The authorities should have proven that the protesting oil workers started the mass riots, and that the reaction by the police was legal and proportionate to the violent actions of the protestors. As this was never proved beyond a reasonable doubt, the authorities are responsible for the use of force, said in the Report (you can read the report HERE).


Besides, Civic Solidarity platform has published and spread preliminary report on the trial of Vladimir Kozlov, Serik Sapargali and Akzhanat Aminov. The key conclusion is the same – the trial did not comply with international fair trial standards.


“The Article of the Kazakhstani criminal code under which Kozlov and Aminov were sentenced (Art. 164, which criminalizes “inciting social, national, family, racial or religious enmity”) violates a series of international standards established in the UN International Covenant on Civil and Political Rights”, written in the report. Also, “During the preliminary investigation and the trial, several violations of the right to defence of the accused were noted” and “During the trial, the mission noted repeated violations of the principle of equality of the parties”.
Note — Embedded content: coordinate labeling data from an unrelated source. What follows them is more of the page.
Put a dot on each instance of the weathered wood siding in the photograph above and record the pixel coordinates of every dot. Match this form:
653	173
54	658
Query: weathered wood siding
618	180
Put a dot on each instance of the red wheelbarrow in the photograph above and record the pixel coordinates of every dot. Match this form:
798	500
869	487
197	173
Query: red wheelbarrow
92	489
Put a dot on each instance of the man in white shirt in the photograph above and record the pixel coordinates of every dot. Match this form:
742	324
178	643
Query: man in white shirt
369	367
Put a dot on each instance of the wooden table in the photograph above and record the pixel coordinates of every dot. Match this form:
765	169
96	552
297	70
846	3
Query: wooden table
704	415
The mission, in contrast to the Kazakh investigators, the prosecution and the court has not found any “evidence to support the calls and preparation for calls and preparation of a violent effort to overthrow the constitutional order”, moreover “It was not proven that defendants Kozlov and Aminov had established a criminal group in order to put into practice their criminal intentions. All actions attributed to the defendants also constitute absolutely legal activities of members of the political opposition in a democratic state. No relationship between the activity of the defendants and the riots on 16 December 2011 in Zhanaozen was proven”.( you can read the report HERE).


Thus, more and more influential international organizations come to completely opposite conclusions that state the Kazakh authorities and in which they are trying to convince the world community. The only thing that has once again confirmed the official Ak-Orda, it’s their ability to call black white and vice versa, but only within a single country. And Zhanaozen will remain for many years as a symbol of the real situation with human rights in Kazakhstan, even if the authorities’ attempts to rename the city to succeed.


Civic Solidarity Platform was established in December 2011 to bring together non-governmental organizations to improve the human rights situation in Europe, Eurasia and the United States and includes about fifty human rights organizations around the world.